Which particular problem were did you allude to?

Sorry, I've lost context and don't know what this question refers to.

It refers to this exchange:

I typically measure effectiveness of performance tweaks when using the
'configure' default of CFLAGS='-g3 -O2', since that's how it's typically built
downstream. If this particular problem is all about CFLAGS=-O0 please let me
know, as I guess I can look at that too (but would rather not).

Which particular problem were did you allude to?

You said "if this particular problem is about ...", and I asked what
was the particular problem you were talking about.

Ah, I meant the particular performance problem that the recent changes have been trying to alleviate.

It's not rarely_quit that is expensive, it's the few calls to
maybe_quit it does, because maybe_quit accesses two Lisp symbols.  I
think.

If that's the case, there's still a performance bug in there. The point of rarely_quit is to avoid calling maybe_quit in the vast majority of cases. If maybe_quit is being called so often that it's a performance hog, then it's being called too often.
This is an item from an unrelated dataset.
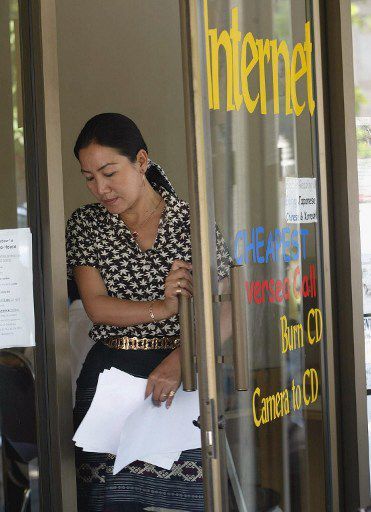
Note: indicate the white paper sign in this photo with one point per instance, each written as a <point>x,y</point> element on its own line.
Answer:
<point>301,200</point>
<point>17,321</point>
By the way, accessing Lisp symbols should not be a serious performance bottleneck. builtin_lisp_symbol takes zero machine instructions unless compiling with -fcheck-pointer-bounds or compiling without optimization. If builtin_lisp_symbol is a serious performance issue when compiling without optimization (which it shouldn't be), then we need to tune its uses for the non-optimized case (though I'd rather avoid that sort of thing, as it is a throwback to the 1970s to be hand-optimizing to work around lousy compilers!). But before resorting to this, I'd first rather understand the maybe_quit problem mentioned above.